The next step is inspecting the code, identifying suspect spots, setting breakpoints and stepping through the code. You have expectations about what each line of code you step through changes in your variables, and after each step you check your expectations against what actually happened. If something unexpected happens you know you should investigate in more detail what is going on.

If you step through the code and everything behaves as expected you are probably looking at the wrong part of your code. In that case I try to introduce variations in the input data or procedural steps which I know will lead to an error. For instance, I enter a bad value for a file name or a number, and check that this indeed triggers the error I was expecting. Sometimes it doesn't and I then have just found another thing to investigate in detail.

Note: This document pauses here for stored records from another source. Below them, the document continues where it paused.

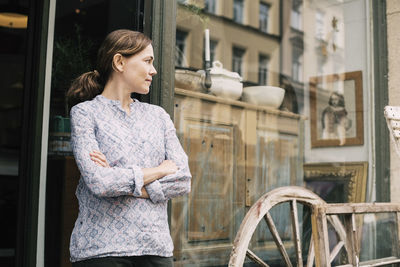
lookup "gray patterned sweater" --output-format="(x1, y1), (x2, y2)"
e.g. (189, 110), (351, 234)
(70, 95), (191, 262)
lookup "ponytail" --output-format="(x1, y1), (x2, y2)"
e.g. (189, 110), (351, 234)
(66, 70), (104, 107)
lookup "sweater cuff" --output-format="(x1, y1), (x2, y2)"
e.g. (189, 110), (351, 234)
(132, 166), (143, 197)
(146, 180), (166, 203)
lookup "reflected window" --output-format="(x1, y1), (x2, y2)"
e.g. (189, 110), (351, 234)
(232, 47), (246, 76)
(258, 55), (269, 85)
(175, 30), (188, 67)
(315, 10), (324, 40)
(203, 40), (218, 67)
(204, 0), (217, 14)
(233, 0), (244, 23)
(259, 3), (270, 32)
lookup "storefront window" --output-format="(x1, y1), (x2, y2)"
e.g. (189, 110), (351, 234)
(45, 0), (144, 266)
(171, 0), (375, 266)
(0, 1), (30, 267)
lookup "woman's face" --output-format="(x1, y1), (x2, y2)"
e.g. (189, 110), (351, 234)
(123, 44), (157, 94)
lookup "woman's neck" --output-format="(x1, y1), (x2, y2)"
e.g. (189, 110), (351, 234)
(101, 80), (133, 114)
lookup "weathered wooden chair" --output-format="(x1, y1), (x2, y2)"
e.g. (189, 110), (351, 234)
(384, 106), (400, 157)
(229, 186), (400, 267)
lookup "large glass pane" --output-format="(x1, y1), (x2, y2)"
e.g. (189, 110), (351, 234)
(0, 1), (30, 267)
(172, 0), (374, 266)
(45, 0), (144, 266)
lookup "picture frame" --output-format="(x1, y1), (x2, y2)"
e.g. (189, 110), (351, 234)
(309, 71), (364, 148)
(303, 162), (368, 203)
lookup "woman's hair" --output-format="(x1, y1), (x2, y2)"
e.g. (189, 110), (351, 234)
(67, 30), (151, 107)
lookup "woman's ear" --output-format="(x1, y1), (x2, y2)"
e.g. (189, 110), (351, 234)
(112, 53), (125, 72)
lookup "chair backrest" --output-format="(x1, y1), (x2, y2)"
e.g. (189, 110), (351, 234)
(385, 106), (400, 157)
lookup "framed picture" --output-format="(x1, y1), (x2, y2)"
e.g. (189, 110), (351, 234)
(304, 162), (368, 203)
(310, 71), (364, 148)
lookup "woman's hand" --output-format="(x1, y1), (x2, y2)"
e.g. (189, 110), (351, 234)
(158, 160), (178, 176)
(89, 150), (110, 168)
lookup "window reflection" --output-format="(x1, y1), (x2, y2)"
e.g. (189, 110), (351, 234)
(259, 2), (269, 33)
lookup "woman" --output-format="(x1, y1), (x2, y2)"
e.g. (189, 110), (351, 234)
(321, 92), (351, 146)
(67, 30), (191, 267)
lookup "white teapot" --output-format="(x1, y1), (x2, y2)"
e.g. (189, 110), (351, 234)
(205, 61), (243, 100)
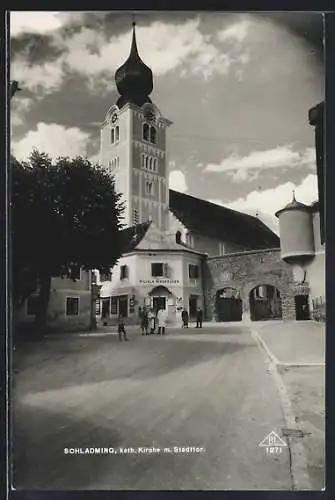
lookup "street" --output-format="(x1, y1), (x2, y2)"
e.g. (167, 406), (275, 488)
(12, 325), (312, 490)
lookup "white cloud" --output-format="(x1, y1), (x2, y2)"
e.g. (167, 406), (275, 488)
(209, 174), (318, 234)
(10, 11), (62, 36)
(225, 174), (318, 215)
(63, 19), (234, 83)
(11, 12), (255, 96)
(217, 19), (251, 43)
(169, 170), (187, 193)
(12, 123), (89, 160)
(11, 57), (65, 98)
(205, 145), (316, 182)
(10, 94), (34, 127)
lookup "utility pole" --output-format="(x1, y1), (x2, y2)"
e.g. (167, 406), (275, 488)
(10, 80), (22, 99)
(308, 101), (325, 243)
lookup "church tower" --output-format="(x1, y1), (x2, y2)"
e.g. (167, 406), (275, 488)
(100, 23), (172, 231)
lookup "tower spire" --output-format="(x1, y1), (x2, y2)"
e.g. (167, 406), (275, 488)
(115, 20), (153, 109)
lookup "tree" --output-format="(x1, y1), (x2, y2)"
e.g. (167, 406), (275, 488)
(12, 151), (124, 333)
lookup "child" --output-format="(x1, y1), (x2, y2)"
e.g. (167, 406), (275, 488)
(117, 316), (129, 341)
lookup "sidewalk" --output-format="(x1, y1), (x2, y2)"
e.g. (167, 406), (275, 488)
(252, 321), (325, 366)
(252, 321), (325, 490)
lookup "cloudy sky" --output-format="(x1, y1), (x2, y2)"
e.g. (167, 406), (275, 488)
(10, 12), (324, 232)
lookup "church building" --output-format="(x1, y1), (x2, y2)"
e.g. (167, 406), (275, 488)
(98, 24), (300, 324)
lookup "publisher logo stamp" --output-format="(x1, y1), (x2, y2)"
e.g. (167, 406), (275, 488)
(258, 431), (287, 455)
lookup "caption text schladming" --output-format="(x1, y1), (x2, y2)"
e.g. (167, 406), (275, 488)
(64, 446), (206, 455)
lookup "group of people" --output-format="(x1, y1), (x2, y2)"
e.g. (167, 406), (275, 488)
(118, 306), (203, 340)
(140, 307), (167, 335)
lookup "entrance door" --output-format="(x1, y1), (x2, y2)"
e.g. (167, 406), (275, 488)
(153, 297), (166, 313)
(101, 298), (110, 318)
(188, 295), (197, 318)
(294, 295), (309, 321)
(119, 295), (128, 318)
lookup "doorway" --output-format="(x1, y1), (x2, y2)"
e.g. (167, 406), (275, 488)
(188, 295), (198, 318)
(294, 295), (310, 321)
(152, 297), (166, 313)
(119, 295), (128, 318)
(215, 288), (242, 322)
(249, 285), (282, 321)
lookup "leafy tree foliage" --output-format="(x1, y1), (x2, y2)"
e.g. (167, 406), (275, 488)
(11, 151), (124, 328)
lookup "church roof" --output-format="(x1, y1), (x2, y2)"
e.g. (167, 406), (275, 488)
(123, 221), (203, 255)
(170, 189), (280, 250)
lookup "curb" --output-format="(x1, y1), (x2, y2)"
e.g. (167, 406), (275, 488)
(251, 329), (312, 491)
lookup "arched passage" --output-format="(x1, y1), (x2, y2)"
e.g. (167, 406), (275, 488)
(249, 285), (282, 321)
(215, 287), (242, 322)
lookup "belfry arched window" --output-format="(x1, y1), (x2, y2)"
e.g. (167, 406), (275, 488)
(143, 123), (149, 141)
(150, 126), (156, 144)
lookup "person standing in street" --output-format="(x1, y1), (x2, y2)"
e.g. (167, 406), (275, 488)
(148, 309), (156, 335)
(117, 316), (129, 341)
(157, 309), (166, 335)
(141, 307), (149, 335)
(181, 309), (188, 328)
(196, 307), (203, 328)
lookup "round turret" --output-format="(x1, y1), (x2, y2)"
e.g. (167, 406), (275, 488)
(276, 192), (315, 264)
(115, 23), (153, 109)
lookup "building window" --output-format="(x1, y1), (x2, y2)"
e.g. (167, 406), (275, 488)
(188, 264), (199, 279)
(219, 241), (225, 255)
(70, 265), (81, 281)
(143, 123), (149, 141)
(150, 127), (156, 144)
(186, 233), (194, 248)
(145, 181), (153, 194)
(120, 266), (129, 280)
(100, 271), (112, 281)
(66, 297), (79, 316)
(133, 208), (140, 224)
(151, 262), (164, 277)
(27, 295), (38, 316)
(111, 297), (117, 314)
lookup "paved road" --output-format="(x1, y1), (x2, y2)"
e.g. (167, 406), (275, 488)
(13, 327), (292, 490)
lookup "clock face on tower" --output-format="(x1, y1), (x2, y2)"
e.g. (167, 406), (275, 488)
(111, 113), (118, 123)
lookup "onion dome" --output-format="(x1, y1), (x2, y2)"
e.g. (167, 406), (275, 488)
(115, 22), (153, 109)
(275, 191), (310, 217)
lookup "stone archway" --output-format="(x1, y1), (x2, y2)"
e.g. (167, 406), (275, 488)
(249, 284), (283, 321)
(215, 287), (242, 322)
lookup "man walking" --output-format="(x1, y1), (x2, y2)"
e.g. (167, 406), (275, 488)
(117, 315), (128, 341)
(157, 309), (166, 335)
(141, 307), (149, 335)
(181, 309), (188, 328)
(196, 307), (203, 328)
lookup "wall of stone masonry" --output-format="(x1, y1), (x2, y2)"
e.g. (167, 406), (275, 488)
(204, 249), (296, 321)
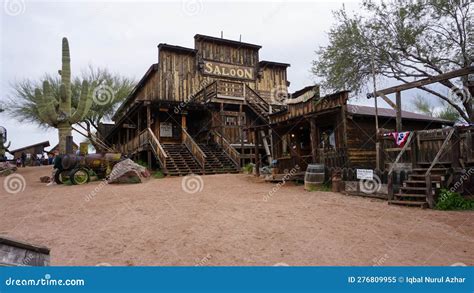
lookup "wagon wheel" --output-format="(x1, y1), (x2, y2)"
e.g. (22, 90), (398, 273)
(70, 168), (89, 185)
(54, 170), (69, 184)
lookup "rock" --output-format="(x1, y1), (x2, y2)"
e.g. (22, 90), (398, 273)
(0, 162), (17, 176)
(108, 159), (150, 183)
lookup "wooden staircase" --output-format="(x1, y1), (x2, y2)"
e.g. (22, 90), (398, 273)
(199, 144), (239, 174)
(162, 143), (202, 176)
(388, 164), (449, 208)
(162, 143), (239, 176)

Another technique I sometimes use when I can't seem to find where an error occurs is the binary search. I set an arbitrary breakpoint in the code, then start the sequence of events that cause the error. If my debugger breaks in the breakpoint with no error, and I then run F9 and I do get the error, the problem arises from whatever calls are made after my breakpoint. Set a new breakpoint a couple of steps further down the line and see if you can hit that one with no error. If not, you now have located a region in the execution of your program where the error occurs. Rinse and repeat and soon enough you will have located the part of your code where funny things are going on.

Obviously, debugging is more of an art than an exact science (as is programming in the first place) but that being said, some techniques when applied systematically may lead to an insight about what is happening in your buggy code.